Let’s see let’s see.
So it’s thanksgiving break. Fuck yeah.
Thursday night Tommy decided to tell me that he’s in love with this random girl. That sucked.
Friday was school. Lots of work. Then I sat in the video room for 2 hour editing. I just got in a zone and didn’t get up until it was compeltely finished. Then went to the GSA shiznit. Then was in the theatre tlaking to Jenn and Elisa and Bogie for a long time until mom finally picked me up. Then rushed straight to McCarter. Spacing rehearsal which was entirely worthless. Don’t feel like writing about it. Came home. Talked to Tommy online and was literally crying the entire time. I think I played the sims…
Saturday was nutcracker. Wow I completely forgot I performed. Weird. Yeah. It was alll day. Spacing. Tech. Dress. First show. I seriously started hyperventilating in the rat head and thought I was gonna die because it’s so damn hot on stage with all this fog and I can’t breathe or see in thehead. Not pleasing. But for the show it was on tight and that was more pleasing. I read all of No Exit and hung out with 9 year olds. I’m not sure if it was pleasing or not. Then I came home and beasted. And then talked to Tommy till 3 in the morning again. I talked to him on the phone for like 45 minutes. I hadn’t heard his voice in sooo long and…it was intense. I have no fucking idea what’s going on withthat. No fucking clue.
Sunday was like the greatest day of my life.

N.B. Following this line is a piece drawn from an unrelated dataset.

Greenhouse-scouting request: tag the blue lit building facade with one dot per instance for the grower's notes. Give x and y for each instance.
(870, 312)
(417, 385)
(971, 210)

Went to NYC. ORGASMED ALL OVA SOHO. Went to outdoor markets. Black people selling people on the side of the street. A jungle of black people. Buying a pipe and a flask in chinese store. The best mother fucking bubble tea I’ve ever had. A sketchy ass cheap shop. Sexy hats. Lots of random stores. Ricky’s. Good food. Sexy ass shit. And THEN SPRING AWAKENING. Greatest thing I’ve ever seen. I just can’t get over it. It’s like the first musical I’ve ever seen that completely stuck with me. I can’t get it out of my head. I can’t stop thinking aboutit. I can’t stop telling people about it. It’s amazing. It was completely electric. And only the more I think about it do I find the meaning in it. Emlyn and I are like so obsessed. And I don’t think I can wait until December 12th for the soundtrack to come out. I just can’t. Anyway so I was like completely in love with the main character. Not just the sexy rebel intellectual character…but the actor too. And so we went to the stagedoor and waited for him and he came out and he was soooo sweet. Not like not manly sweet…but like vulnerable and real and humble and SO FINE. And when I asked him for his autograph he stared into my eyes…stared into my SOUL man haha and was sooo fine. This was it:
Me: You were so amazing
Him: Aw, thank you. Is this your first time seeing the show?
And then I don’t remember the rest it all gets foggy. Actually the whole conversation is foggy. But he was SOO fine. Like it seirously made my life. Like I met my soulmate. I am GOING to marry that man.
I don’t know how I stayed calm and composed in that moment. I really don’t. Beucase the second we stopped talking…my mom like dragged me away…and I literally got weak in the knees and my vision went blurry and I started mumbling “I’m in love…I’m in love…I’m in love…” and then I was like screaming to go back…I was so upset for being dragged away I wanted to stand there in his presence forever. I wanted to follow him home. No joke. So then. No lie. No exaggeration. From the theatre ALL the way back to Penn Station..Allll the way down Time’s Square…Emlyn and I were in a total trance…SCREAMING SQUEALING…UGGHING…CRYING OVER THE BEAUTY OF JONATHAN GROFF. I don’t even know what people’s reactions were…we were just SCREAMING with pleasure. And desire. And love. This is what we looked like for about 20 minutes straight:
It was insane. Absolutely insane. Now THAT’S love. I just can’t get over it. I can’t.
I guess you could say we liked it.
And then we went home and googled it like insanity and watched interviews and there’s no fucking soundtrack out yet…not until DECEMBER 12th cuz it’s still in freaking previews…but there’s ONE song online with a music video that emlyn and I have been playing over and over and over again. IT’S THE BITCH OF LIVING. SO FINE. Then I dreamt all about my incredible lust for this man.
My life is complete. Nothing else matters.
Yeah. That’s my story. Then today I slept in until 3. Which was just as pleasing as anything else. Did nothing. Seriosuly nothing. Watched tv. Beasted with Emlyn. Had a REALLLY sketchy HeHe Sisterhood meeting. Smoked things. Burned things. Burned remnants of my past. Actually it was pretty cool. Watching this smolder and fall to ashes. It was cleansing. Then we orgasmed about Spring Awakening some more and watched some shit and ran around some shit and I dyed my hair a little and then watched degrassi and talked to people and now I should go to bed. AND WE WATCHED SOME CREEPY ASS EVANGELICAL CHRISTIAN CONCERT AND CRIED.